Yes, I'll try to do my best
Think of handwriting or optical character recognition (OCR) as a three-dimensional problem that is made out of a two-dimensional drawing pad with a height and width of 32 pixel. For the sake of it, let's say very pixel holds information of three bits:
- 000: Pixel is completely black (not written on)
- 001: Pixel is slightly grey-ish (not directly written on, minimal "bleeding" from neighbor pixel)
- 010: Pixel is a bit more grey-ish (not directly written on, a bit more "bleeding" from neighbor pixel)
- etc.
- 111: Pixel is completely white (directly written on)
That makes a 32 * 32 * 6 bits three-dimensional array we could now feed into a CNN.
But if we now want to factor in / t, we could just use a three-dimensional array for every frame (32 * 32 * 6 * t), with the result of pumping the newly created array into the fourth dimension.

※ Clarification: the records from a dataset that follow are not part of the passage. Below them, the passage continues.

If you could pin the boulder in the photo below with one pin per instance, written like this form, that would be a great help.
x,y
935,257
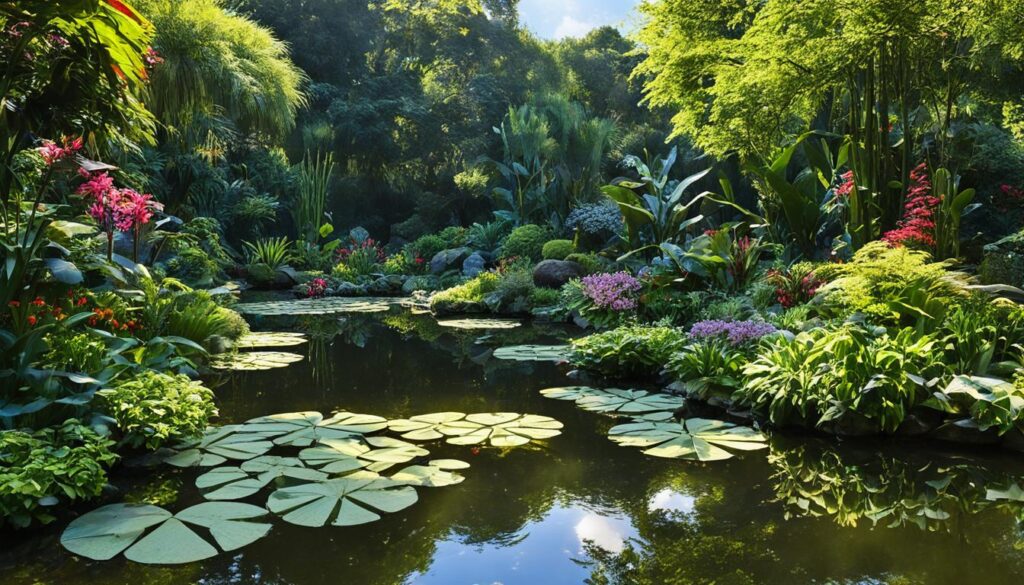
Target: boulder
x,y
449,260
554,274
473,265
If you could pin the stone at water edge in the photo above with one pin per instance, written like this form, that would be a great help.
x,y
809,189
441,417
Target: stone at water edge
x,y
555,274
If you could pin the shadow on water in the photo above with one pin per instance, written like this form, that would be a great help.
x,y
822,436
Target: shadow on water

This four-dimensional array can then be fed into the CNN just like any other, one-, two- or three-dimensional array, hence calling this approach "naïve"
This is pretty common technique for 2D data + time (eg. stock charts) but you can theoretically add extra dimensions to datasets of any given dimension as described above.
If Kip says the math gets too hairy, you better believe him, haha.
Referring to my example above, I'd like you think of dimensions in the mathematical sense: Time is just a bit of (extra) information that isn't special in any way
EDIT: This is my last post on this topic. At least in this thread. Sorry for de-railing the discussion.